Background— β-Adrenergic hyporesponsiveness in many cardiomyopathies is linked to expression of inducible nitric oxide synthase (iNOS) and increased production of NO. The purpose of this study was to examine whether iNOS expression alters the function of the sarcoplasmic reticulum (SR) Ca²⁺release channel (ryanodine receptor, RyR) during β-adrenergic stimulation.
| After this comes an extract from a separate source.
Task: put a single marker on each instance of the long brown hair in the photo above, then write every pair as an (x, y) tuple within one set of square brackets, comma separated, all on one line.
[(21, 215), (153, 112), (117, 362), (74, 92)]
Methods and Results— Expression of iNOS was induced by lipopolysaccharide (LPS) injection (10 mg/kg) 6 hours before rat myocyte isolation. Confocal microscopy (fluo-3) was used to measure Ca²⁺spark frequency (CaSpF, reflecting resting RyR openings) and Ca²⁺transients. CaSpF was greatly increased by the adenylate cyclase activator forskolin (100 nmol/L) in normal myocytes (iNOS not expressed), but this effect was suppressed (by 77%) in LPS myocytes (iNOS expressed). When NO production by iNOS was inhibited by aminoguanidine (1 mmol/L), there was a further increase in the forskolin-induced CaSpF in LPS myocytes (to levels similar to the forskolin-stimulated CaSpF in normal myocytes). This effect was also seen in myocytes isolated from a failing human heart. There was no effect of aminoguanidine on forskolin-stimulated CaSpF in normal myocytes. ODQ (10 μmol/L), an inhibitor of NO stimulation of guanylate cyclase, did not restore the forskolin-induced rise in CaSpF in LPS myocytes. Aminoguanidine also increased twitch Ca²⁺transient amplitude in LPS myocytes after forskolin application (independent of changes in SR Ca²⁺load). Conclusions— iNOS/NO depresses β-adrenergic–stimulated RyR function through a cGMP-independent pathway (eg, NO- and/or peroxynitrite-dependent redox modification). This mechanism limits β-adrenergic responsiveness and may be an important signaling pathway in cardiomyopathies, including human heart failure.